Despite these positive comments, most Muslims I spoke to were somewhat to very critical of the images and scenario on the poster. Multiple people noted that the poster showed a tired cliche—the veiled woman as a passive victim and the unveiled non-Muslim as her savior. One Muslim friend, who like the victim in the poster wears a hijab, was offended by how the images made women like her look powerless and passive.
But there was a larger issue beyond the critical reviews from Boston Muslims—the promised PSA campaign seemed to exist only on paper. Soon after the campaign was announced, one of these posters was put up at a bus shelter that I happened to pass everyday on the way to work. I expected to see it there for a long time, as the time frame of six months was repeated in nearly every story about the campaign. However, just two weeks later the poster had been replaced by an ad.
Puzzled, I circled back around to the sources I had interviewed. No one could recall definitely seeing the PSA. Open source research and my own walkabouts attempting to spot the posters strongly suggested that despite promises of 50 posters being displayed around the city, at best only the initial five were ever put up, and these only stayed up for a short period of time.

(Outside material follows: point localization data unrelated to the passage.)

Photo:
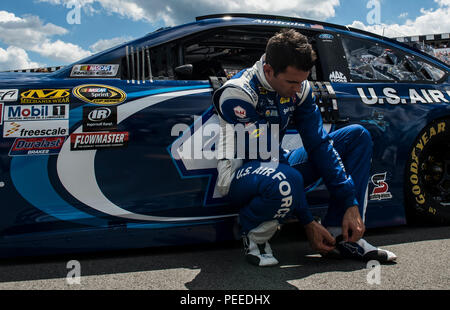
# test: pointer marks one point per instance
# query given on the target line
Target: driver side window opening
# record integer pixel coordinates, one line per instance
(371, 61)
(218, 53)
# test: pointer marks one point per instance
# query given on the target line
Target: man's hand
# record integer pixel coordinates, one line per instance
(319, 237)
(352, 225)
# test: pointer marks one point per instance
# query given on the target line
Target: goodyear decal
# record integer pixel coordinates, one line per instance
(390, 96)
(417, 191)
(45, 96)
(100, 94)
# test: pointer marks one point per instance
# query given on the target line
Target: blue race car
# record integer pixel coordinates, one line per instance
(118, 150)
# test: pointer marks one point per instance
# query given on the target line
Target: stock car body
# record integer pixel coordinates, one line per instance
(117, 150)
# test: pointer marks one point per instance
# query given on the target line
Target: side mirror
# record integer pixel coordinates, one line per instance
(184, 70)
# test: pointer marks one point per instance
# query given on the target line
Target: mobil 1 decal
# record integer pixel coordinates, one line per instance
(99, 119)
(402, 95)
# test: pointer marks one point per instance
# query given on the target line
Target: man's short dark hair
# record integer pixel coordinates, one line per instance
(290, 48)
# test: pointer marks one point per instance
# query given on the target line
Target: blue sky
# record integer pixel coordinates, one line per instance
(36, 32)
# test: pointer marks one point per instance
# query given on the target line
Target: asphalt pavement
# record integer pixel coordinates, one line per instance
(423, 264)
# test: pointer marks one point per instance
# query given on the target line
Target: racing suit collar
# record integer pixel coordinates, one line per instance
(260, 73)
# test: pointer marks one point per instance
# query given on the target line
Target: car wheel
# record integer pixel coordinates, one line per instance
(427, 177)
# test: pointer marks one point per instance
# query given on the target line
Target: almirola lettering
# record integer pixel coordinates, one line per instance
(391, 96)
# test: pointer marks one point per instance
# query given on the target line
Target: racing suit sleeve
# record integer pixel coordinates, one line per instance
(321, 153)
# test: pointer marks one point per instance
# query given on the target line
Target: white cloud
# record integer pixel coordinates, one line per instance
(174, 12)
(431, 21)
(30, 33)
(62, 51)
(15, 58)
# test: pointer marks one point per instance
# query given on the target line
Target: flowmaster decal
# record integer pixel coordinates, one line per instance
(98, 140)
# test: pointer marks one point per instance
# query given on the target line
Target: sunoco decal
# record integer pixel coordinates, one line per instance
(98, 140)
(36, 146)
(100, 94)
(381, 190)
(45, 96)
(390, 96)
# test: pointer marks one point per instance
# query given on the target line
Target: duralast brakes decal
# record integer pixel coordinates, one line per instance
(98, 140)
(45, 96)
(381, 189)
(418, 192)
(36, 146)
(391, 96)
(100, 94)
(99, 119)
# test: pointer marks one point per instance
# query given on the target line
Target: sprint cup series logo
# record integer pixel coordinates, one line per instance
(87, 71)
(99, 94)
(45, 96)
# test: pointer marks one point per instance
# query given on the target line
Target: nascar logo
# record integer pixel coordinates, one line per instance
(100, 94)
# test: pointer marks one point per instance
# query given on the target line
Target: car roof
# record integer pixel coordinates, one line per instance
(326, 26)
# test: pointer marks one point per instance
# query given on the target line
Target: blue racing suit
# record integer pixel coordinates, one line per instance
(271, 188)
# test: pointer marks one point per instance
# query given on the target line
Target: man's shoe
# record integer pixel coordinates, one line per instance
(259, 254)
(362, 250)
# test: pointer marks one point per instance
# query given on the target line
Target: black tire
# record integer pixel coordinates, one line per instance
(427, 176)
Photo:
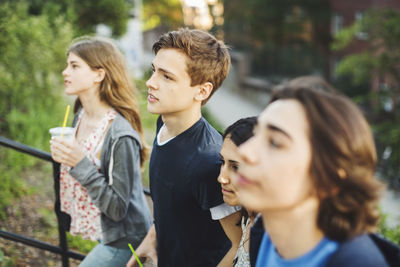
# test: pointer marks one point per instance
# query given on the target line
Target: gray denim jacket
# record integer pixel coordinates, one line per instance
(117, 189)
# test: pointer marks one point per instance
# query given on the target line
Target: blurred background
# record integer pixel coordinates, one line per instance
(354, 45)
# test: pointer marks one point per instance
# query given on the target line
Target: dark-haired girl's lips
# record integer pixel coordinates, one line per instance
(243, 181)
(225, 191)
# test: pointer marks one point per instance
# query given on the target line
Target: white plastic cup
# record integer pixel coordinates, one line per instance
(68, 133)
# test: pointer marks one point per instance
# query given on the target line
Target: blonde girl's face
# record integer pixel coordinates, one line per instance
(230, 164)
(79, 77)
(274, 171)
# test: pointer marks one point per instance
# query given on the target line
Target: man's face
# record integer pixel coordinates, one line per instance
(169, 90)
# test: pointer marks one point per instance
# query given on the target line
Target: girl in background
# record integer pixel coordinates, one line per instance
(100, 176)
(234, 136)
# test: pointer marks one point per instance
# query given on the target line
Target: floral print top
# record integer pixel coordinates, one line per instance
(85, 216)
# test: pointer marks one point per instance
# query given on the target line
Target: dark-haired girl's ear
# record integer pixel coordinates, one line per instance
(100, 75)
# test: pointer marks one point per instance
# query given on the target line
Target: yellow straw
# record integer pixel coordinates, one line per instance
(65, 120)
(133, 251)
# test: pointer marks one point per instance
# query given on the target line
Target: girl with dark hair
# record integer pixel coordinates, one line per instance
(234, 136)
(309, 171)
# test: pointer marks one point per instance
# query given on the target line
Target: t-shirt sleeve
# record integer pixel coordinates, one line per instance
(205, 187)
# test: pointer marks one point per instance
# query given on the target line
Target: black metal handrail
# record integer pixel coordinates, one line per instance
(62, 249)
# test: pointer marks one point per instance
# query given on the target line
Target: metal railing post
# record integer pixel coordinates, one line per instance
(61, 231)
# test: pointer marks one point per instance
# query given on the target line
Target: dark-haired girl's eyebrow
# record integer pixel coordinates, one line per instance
(274, 128)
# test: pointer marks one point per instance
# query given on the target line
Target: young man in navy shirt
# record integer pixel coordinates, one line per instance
(189, 66)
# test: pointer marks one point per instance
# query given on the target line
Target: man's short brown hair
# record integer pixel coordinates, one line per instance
(208, 59)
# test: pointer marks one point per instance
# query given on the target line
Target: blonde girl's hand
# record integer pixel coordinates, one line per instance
(66, 152)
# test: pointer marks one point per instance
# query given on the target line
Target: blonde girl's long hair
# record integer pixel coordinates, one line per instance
(117, 88)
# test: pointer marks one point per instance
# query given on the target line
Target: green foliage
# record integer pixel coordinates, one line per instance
(32, 56)
(378, 62)
(282, 37)
(80, 244)
(166, 13)
(5, 261)
(391, 233)
(84, 15)
(359, 65)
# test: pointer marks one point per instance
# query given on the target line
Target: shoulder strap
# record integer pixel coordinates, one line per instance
(256, 234)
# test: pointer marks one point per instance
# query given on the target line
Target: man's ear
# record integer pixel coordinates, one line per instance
(204, 91)
(100, 75)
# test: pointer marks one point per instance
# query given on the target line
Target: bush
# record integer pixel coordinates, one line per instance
(32, 56)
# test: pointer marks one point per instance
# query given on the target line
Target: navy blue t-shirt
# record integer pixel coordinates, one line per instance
(184, 186)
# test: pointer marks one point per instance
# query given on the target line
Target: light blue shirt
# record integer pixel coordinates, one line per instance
(318, 256)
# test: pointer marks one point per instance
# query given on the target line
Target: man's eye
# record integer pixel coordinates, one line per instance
(274, 143)
(234, 167)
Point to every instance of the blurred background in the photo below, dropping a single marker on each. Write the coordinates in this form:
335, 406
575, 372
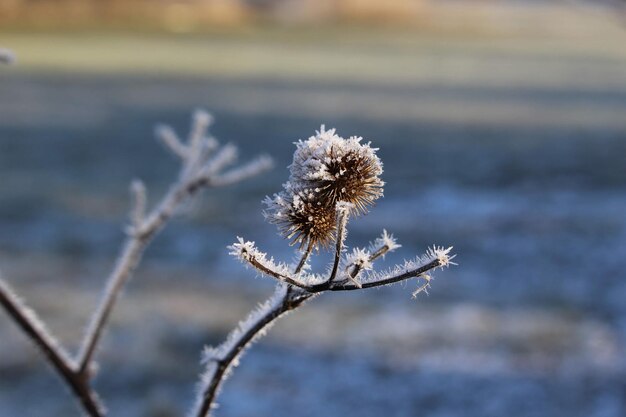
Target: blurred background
502, 127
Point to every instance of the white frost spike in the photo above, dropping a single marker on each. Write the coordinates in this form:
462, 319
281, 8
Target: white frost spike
6, 56
435, 253
36, 323
244, 249
385, 240
244, 331
310, 160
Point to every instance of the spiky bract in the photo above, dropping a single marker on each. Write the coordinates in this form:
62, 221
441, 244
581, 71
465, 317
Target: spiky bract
326, 170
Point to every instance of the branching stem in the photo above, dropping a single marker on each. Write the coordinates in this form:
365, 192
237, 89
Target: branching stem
53, 353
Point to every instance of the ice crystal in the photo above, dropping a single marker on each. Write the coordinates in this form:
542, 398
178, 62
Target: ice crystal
327, 171
338, 169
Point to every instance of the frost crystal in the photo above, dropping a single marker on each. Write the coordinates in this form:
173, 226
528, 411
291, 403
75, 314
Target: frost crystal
327, 170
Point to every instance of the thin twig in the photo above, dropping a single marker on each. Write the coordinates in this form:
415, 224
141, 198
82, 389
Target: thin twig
219, 367
342, 221
304, 258
33, 327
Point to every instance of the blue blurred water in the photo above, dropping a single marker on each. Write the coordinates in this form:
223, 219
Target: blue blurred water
534, 210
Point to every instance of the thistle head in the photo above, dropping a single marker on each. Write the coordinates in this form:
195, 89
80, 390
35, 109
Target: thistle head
338, 169
327, 171
301, 217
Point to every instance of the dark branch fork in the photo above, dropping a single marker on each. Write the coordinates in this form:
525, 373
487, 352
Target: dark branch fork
292, 293
203, 164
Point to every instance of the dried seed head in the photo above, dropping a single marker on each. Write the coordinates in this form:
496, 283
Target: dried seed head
338, 169
327, 170
301, 217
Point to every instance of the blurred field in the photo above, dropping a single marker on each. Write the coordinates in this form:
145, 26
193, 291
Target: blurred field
509, 147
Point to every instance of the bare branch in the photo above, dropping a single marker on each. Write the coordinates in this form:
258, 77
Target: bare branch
200, 122
383, 245
305, 257
144, 231
225, 156
6, 56
36, 331
138, 212
169, 138
343, 211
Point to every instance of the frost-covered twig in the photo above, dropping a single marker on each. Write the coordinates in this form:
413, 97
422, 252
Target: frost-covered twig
330, 179
203, 162
37, 331
198, 170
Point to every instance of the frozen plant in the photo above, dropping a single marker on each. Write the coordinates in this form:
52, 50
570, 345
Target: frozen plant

When I first set out to write about this PSA, I spoke about the campaign with several members of the mayor’s staff. However, when I started calling and emailing about why the posters had quickly disappeared, I got no response. I left messages and emailed my questions about the campaign to several different contacts in the mayor’s office multiple times, each to no avail.
Finally, a FOIA request provided the pedestrian solution to the riddle of the missing PSA. The mayor’s office had printed the posters, but left it up to the ad company, JCDecaux, which owns the bus shelters and other public ad spaces, to place them. The documents provided by the FOIA request revealed that I was not the only person who had inquired about the fate of the posters. A Muslim resident of Boston had also emailed asking about why one of the posters had been taken down so quickly. This email prompted a member of the mayor’s staff to reach out to their contact at JCDecaux, who responded that the space where the poster was displayed had been sold.
According to the correspondence I obtained through FOIA, the mayor’s office did indeed print 50 of the posters at a cost of about $3,000. However, the responsibility for carrying out the campaign was de facto in the hands of the advertising company. They provided the space free to the city as a service, but only if another customer was not paying them to use it. Representatives of JCDecaux did not respond to requests for comment on this piece.
At issue here is not just that a highly publicized public service campaign fell flat, or that money was wasted on printing posters that were never used. Rather, it’s the fact that an ostensibly progressive local administration got credit for helping to protect a vulnerable minority community without bothering to research the impact of its efforts either before or after they were implemented.
In the wake of the Supreme Court upholding the Trump administration’s Muslim ban, state and local governments can no longer simply go through the motions of supporting and protecting Muslim communities. Mayor Walsh’s administration needs to do more to engage a broad spectrum of Muslim Bostonians and work together with them on meaningful social and legislative changes, such as putting and end to Islamophobic policing programs. PSA campaigns cannot combat Islamophobia if the structures of local governance and policing are themselves Islamophobic.